Certainly women and others asserting their legitimate right to control their own bodies must be protected from these laws at all cost. But criminalizing those who abort as murderers exposes the misogynist and anti-democratic nature of the anti-abortion movement in a country which where, despite years of vile anti-abortion propaganda, more than 60%of the population favors keeping abortion legal.
Modern-day Janes defy right-wing laws
The right wing is furious because medical abortions are hard to trace, meaning the unjust and punitive laws they have passed restricting medical abortion might be difficult if not impossible to enforce. Already modern-day Janes are defying the laws and have put together a proliferation of public resources available online so women can circumvent these laws.
Abortion on Demand and Hey Jane arrange telemedicine or online consultations and mail pills from one of two mail-order pharmacies currently authorized to dispense that medication.
On-line consultants who know the ins and outs of specific state laws instruct those reaching out on how best to cross state lines to get an abortion or how to get pills forwarded through states without restrictions.
Other websites provide sources for financial aid.
Pills from abroad cost a fraction of the U.S price
Some women get around state laws banning the pills from being shipped or prescribed, by getting their pills online from overseas pharmacies outside the jurisdiction of U.S. laws.
While the median cost of an abortion in the U.S. in 2020 was $560, websites such as plancpills.org, ineedana.com, pillsbypost.com, Women Help Women can send mifepristone and misoprostol via mail from Europe in a few days for about $150. If sent from India, the cost is $110 and the transit time 3-4 weeks.
Sites include information on how to take the drugs and testimonials from those who have taken them. Through Aid Access, which provides pills from Europe, you can now order pills to have on hand before you’re even pregnant.
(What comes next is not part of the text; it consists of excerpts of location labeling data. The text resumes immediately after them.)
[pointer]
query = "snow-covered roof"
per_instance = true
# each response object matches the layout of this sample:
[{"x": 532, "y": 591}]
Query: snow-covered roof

Legal hotlines such as ReproLegalHelpline.org can advise on legal rights.
These resources need to become more widely known.
Why the right wing will fail
This is some of what modern-day Janes have done.
While vitally helpful in themselves, the resources assembled in defiance of reactionary laws are also tools in the struggle to resist anti-abortion legislation. The fight for medical abortions is part of the struggle to make all abortion procedures fully legal, stigma-free, safe and easily available to all who need them.
These Janes are the tip of the iceberg of millions of Janes—the tens of thousands taking to the streets to defend abortion rights, the unsung friends who help other friends get abortions.
Modern-day Janes are showing that right wing efforts to take away a right so fundamental as bodily automony will always fail. Women and others seeking abortion have always found ways to get what they need and to help others, and they always will.